O Ricardo já tocou e gravou com nomes como Peter Erskine, Chris Cheek, Mário Laginha, Matt Renzi, Jon Irabagon, Bernardo Moreira, Albert Sanz, Remix Ensemble, André Sousa Machado, Dave Carpenter, João Moreira, João Paulo Esteves da Silva, Nelson Cascais, Alexandre Frazão, Demian Cabaud, Marco Panascia, Gary Moore... Estas experiências também têm o seu lado pedagógico?
Certamente. A experiência resultante da interação com estes músicos contribui para unificar as vertentes académica e artística. Desencadeia-se pois um novo processo pedagógico que complementa a nossa vivência académica. Nestas alturas, aquilo que aprendemos academicamente passa para o inconsciente e a criatividade ganha um lugar primordial no processo musical. Este novo processo de aprendizagem é agora mais pragmático e empírico, e torna-se fundamental na construção da nossa personalidade artística. Não há nada como pormos em prática, e com os melhores, aquilo que desenvolvemos teoricamente, mas que, sem uma roupagem artística, não nos serviria de nada. Em suma, são estes encontros que verdadeiramente permitem aos músicos exprimirem-se e partilharem em conjunto uma experiência única e transcendente.
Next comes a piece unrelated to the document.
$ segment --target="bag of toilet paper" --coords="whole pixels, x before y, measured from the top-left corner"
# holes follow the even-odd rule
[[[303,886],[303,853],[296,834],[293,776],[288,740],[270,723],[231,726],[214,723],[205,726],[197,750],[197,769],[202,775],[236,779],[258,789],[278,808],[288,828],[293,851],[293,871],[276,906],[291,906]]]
Digo sempre aos meus alunos que tocar em conjunto é estabelecer uma relação artística íntima e, ao fim ao cabo, trata-se de dar e receber amor.
Há poucos dias assistimos a um concerto no qual tocava com o Miguel Amado. Como tem corrido esta experiência?
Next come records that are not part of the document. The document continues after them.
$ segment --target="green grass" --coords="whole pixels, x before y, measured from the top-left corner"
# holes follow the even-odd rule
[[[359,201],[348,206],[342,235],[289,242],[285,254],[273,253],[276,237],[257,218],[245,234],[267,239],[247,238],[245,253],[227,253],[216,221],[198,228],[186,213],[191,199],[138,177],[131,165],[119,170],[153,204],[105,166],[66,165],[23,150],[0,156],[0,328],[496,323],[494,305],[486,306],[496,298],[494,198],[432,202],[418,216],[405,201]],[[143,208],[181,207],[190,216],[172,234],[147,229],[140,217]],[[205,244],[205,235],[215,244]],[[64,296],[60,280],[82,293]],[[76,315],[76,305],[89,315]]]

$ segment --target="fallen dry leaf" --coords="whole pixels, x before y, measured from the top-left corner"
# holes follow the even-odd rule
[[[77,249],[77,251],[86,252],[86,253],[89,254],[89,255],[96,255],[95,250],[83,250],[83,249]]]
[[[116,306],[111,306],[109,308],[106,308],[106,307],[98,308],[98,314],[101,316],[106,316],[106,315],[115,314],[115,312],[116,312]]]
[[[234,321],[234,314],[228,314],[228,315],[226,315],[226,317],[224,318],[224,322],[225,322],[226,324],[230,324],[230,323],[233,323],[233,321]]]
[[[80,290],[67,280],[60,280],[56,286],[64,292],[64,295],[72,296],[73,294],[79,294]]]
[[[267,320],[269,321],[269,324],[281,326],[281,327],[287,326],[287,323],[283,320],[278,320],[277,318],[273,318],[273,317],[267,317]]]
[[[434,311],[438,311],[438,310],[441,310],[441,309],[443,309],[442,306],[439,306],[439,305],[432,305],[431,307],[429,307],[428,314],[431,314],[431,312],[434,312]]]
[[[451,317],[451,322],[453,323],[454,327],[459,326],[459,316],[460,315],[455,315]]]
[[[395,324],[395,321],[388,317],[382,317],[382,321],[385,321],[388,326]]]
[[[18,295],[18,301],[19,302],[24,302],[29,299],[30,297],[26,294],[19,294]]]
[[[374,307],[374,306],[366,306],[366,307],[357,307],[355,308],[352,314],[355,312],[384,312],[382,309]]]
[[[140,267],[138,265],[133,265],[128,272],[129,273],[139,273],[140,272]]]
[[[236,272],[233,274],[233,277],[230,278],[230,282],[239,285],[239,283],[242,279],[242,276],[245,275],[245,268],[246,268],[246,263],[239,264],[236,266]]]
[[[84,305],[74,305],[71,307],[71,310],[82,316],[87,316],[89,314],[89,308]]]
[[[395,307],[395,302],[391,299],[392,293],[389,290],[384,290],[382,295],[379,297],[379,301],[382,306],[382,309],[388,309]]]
Muito bem. É um enorme privilégio estar envolvido no grupo do Miguel. Trata-se de música muito bem escrita, muito orientada para o ritmo, desafiante, e na qual participam grandes músicos. O disco "The Long Rest" (Sintoma Records) foi lançado no auditório da Fundação Oriente no passado dia 16 de junho e tem sido alvo de excelentes críticas.
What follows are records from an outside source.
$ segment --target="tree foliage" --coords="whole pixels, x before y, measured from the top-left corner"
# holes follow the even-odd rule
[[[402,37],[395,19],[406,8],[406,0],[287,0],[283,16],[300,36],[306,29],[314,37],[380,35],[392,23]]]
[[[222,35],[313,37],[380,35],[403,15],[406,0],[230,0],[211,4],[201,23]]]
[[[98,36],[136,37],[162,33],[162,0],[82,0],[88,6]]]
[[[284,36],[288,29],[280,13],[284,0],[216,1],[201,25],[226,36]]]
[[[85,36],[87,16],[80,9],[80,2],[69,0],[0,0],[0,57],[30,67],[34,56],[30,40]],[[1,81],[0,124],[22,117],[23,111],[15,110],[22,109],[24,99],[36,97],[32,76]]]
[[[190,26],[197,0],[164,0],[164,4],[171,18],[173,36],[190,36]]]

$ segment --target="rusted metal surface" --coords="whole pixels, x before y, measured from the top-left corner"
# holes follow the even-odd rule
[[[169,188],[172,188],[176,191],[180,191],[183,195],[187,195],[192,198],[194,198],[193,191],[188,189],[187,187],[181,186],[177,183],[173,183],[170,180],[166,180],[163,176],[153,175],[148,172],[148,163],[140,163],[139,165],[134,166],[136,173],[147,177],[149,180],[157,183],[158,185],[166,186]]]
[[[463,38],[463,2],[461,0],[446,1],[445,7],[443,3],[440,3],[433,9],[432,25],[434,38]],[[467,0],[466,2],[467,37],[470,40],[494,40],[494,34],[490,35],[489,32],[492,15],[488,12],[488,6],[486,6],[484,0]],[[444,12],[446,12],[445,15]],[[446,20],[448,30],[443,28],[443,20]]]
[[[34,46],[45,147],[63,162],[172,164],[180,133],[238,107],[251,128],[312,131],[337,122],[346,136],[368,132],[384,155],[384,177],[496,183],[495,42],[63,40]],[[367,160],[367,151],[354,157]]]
Há projetos pessoais para lançar em breve?
Recentemente foram editados dois discos: o disco "Is Seeing Believing?" do projeto Liebman/Laginha/Ineke/Cavalli/Pinheiro (Daybreak/Challenge Records) e o disco "The Long Rest" (Sintoma Records) do Miguel Amado Group. Nas próximas semanas sairá um disco do projeto Radio Orchestra (Ricardo Pinheiro e Jorge Moniz), e nos próximos meses o disco Gunther/Pinheiro/Cavalli/Pedroso/Del Ferro gravado recentemente.
Mais uma vez, muito obrigado. Onde poderão os nossos leitores ouvi-lo nos próximos tempos?
Obrigado eu. Irei atuar nos próximos dias 15, 22, e 29 de julho em Évora, Viseu e Castelo Branco, respetivamente. O primeiro será com o Massimo Cavalli, João Paulo Esteves da Silva e Joel Silva, e os dois últimos com o Grupo do Miguel Amado.